Cgroups consist of various subsystems (also called controllers), each responsible for managing a specific type of resource:
a. cpu: Manages CPU usage and allocation among containers.
b. memory: Monitors and limits memory usage by containers.
c. blkio: Controls and limits block device (disk) I/O usage for containers.
d. devices: Manages access to devices by containers.
e. freezer: Pauses and resumes container processes.
To explore cgroups, we’ll use the cgcreate
, cgexec
, and cgclassify
commands.
First, let’s create a control group named test_cgroup
with limited CPU and memory resources:
$ sudo cgcreate -g cpu,memory:test_cgroup
$ sudo cgset -r cpu.shares=512 test_cgroup
$ sudo cgset -r memory.limit_in_bytes=256M test_cgroup
Now, let’s run a Docker container within the `test_cgroup`:
$ sudo cgexec -g cpu,memory:test_cgroup docker run --rm -it ubuntu:18.04
This command runs a Docker container based on the Ubuntu 18.04 image interactively within the test_cgroup
control group, which has been pre-configured with CPU and memory limitations. Once the container exits, it will be automatically removed.

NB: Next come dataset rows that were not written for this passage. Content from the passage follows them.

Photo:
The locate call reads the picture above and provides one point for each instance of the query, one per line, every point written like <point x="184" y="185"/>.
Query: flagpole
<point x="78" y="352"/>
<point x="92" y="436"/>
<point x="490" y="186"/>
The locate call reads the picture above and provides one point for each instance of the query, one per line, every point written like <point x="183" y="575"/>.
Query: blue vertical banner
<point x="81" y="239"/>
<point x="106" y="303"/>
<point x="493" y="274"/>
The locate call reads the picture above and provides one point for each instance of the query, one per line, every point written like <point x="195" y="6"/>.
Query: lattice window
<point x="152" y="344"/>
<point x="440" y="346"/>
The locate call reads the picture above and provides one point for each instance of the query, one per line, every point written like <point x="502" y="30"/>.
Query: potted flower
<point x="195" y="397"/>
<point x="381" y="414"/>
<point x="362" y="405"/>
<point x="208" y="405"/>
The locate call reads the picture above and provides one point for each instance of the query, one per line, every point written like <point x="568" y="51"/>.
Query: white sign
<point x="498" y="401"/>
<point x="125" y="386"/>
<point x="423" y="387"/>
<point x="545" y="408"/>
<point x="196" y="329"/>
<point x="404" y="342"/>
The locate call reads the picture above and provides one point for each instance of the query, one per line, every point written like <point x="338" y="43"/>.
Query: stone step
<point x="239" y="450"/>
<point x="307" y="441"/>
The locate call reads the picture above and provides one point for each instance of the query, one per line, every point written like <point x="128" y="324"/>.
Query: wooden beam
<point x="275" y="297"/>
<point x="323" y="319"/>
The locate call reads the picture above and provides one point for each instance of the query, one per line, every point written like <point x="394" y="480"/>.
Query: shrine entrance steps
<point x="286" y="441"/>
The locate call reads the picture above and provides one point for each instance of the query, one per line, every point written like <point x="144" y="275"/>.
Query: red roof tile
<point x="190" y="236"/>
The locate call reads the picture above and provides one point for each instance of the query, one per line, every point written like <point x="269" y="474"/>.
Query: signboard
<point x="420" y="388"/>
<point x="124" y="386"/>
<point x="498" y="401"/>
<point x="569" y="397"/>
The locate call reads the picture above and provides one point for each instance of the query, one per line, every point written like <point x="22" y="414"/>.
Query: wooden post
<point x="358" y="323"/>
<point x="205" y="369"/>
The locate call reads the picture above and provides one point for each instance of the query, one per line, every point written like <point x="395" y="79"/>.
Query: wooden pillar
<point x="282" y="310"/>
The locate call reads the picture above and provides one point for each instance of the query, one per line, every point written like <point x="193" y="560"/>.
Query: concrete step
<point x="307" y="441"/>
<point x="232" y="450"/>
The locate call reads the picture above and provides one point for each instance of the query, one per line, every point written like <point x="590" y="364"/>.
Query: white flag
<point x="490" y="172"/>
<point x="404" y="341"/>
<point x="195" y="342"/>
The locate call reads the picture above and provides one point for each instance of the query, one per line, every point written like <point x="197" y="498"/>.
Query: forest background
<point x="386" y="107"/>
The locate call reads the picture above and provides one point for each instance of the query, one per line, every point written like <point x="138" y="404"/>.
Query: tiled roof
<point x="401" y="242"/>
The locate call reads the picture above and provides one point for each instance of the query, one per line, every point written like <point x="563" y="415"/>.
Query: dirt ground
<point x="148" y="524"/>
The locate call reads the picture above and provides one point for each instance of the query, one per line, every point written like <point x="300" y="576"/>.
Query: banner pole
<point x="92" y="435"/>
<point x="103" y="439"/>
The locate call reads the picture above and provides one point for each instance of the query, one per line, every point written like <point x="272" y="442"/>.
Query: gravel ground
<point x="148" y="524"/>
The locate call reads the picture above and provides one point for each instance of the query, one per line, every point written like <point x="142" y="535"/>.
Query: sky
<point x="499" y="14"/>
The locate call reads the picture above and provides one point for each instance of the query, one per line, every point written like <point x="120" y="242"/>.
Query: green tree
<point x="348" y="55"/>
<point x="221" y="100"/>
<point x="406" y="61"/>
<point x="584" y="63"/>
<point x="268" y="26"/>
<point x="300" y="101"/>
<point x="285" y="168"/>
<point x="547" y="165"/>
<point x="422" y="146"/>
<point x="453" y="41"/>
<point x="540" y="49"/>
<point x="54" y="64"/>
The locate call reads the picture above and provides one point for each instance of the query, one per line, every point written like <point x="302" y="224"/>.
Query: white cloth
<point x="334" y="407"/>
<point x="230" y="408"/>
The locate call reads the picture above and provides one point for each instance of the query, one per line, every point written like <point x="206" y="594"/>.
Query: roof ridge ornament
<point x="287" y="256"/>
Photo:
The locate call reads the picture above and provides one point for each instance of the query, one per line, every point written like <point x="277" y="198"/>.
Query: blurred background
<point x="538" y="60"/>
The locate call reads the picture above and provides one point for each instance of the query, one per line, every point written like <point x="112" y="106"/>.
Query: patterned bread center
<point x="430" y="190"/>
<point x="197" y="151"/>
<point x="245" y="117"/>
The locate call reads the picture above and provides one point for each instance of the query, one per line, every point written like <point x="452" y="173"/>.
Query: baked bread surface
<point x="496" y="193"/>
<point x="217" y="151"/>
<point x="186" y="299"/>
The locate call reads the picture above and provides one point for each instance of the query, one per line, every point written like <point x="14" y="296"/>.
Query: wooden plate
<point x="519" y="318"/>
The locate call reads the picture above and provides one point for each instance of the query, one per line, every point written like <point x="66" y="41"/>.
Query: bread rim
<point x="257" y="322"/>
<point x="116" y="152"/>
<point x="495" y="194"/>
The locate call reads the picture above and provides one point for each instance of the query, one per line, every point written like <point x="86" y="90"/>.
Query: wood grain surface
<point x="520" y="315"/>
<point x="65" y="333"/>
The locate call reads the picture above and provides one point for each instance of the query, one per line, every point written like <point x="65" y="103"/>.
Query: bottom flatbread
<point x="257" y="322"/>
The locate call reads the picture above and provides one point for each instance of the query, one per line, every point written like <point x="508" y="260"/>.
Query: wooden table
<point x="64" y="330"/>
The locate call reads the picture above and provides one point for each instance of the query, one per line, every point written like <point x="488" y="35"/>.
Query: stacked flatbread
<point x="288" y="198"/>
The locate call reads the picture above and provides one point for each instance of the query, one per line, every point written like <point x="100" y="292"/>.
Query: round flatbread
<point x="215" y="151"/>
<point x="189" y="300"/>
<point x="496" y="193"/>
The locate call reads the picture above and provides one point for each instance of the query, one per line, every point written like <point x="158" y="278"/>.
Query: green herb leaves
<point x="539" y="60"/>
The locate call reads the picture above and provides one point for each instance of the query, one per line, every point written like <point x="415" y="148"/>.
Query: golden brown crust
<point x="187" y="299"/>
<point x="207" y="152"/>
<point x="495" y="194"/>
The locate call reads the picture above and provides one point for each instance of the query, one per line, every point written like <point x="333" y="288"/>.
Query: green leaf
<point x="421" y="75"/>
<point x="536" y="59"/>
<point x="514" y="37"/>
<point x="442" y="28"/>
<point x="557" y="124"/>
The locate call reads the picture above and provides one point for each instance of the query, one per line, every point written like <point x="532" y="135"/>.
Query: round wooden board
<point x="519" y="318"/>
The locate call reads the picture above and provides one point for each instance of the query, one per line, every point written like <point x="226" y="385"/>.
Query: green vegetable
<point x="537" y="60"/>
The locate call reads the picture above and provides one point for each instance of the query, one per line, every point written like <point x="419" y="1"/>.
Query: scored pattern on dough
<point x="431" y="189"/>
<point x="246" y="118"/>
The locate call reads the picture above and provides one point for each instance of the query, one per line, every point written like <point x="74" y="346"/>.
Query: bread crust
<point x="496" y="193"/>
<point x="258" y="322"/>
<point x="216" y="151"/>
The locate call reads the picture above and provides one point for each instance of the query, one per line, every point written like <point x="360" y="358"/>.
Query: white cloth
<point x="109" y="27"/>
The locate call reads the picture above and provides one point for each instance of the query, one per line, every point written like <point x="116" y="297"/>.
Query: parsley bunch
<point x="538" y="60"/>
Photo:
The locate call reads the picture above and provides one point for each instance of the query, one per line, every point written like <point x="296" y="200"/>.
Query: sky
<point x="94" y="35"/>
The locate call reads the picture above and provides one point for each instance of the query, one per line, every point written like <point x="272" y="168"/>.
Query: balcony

Inside the container, you’ll notice the limited CPU and memory resources as imposed by the control group. To move a running container to a different control group, use the `cgclassify` command:
$ sudo cgclassify -g cpu,memory:new_cgroup CONTAINER_PID
Union File Systems (UnionFS): Building Efficient Layered File Systems
UnionFS is a file system service that creates layered file systems for Docker containers. It allows multiple file systems to be mounted together, appearing as a single file system. Docker uses UnionFS to build images in a layered manner, improving storage efficiency and reducing container creation times. Several UnionFS implementations are supported by Docker, including OverlayFS, AUFS, and Btrfs. To explore UnionFS, we’ll inspect the layers of a Docker image using the `docker history` command:
$ docker history ubuntu:18.04
You’ll see the layers and their corresponding sizes. To dive deeper, let’s inspect the container’s file system layers using the `docker inspect` command:
$ docker inspect --format '{{ json .GraphDriver }}' test_container
This will show you the container’s file system layers, including the writable layer. Now, let’s explore the container’s file system using the `docker diff` command:
$ docker diff test_container
This command lists changes made to the file system since the container was created. More here.
Conclusion
In this blog post, we have unraveled the essential Linux kernel features that power Docker containers: namespaces, cgroups, and union file systems. We have also explored Linux commands that provide insights into these features, giving readers a comprehensive understanding of Docker’s inner workings and the technologies that support it. A deep understanding of these concepts is invaluable for anyone looking to effectively harness the power of Docker and containerization.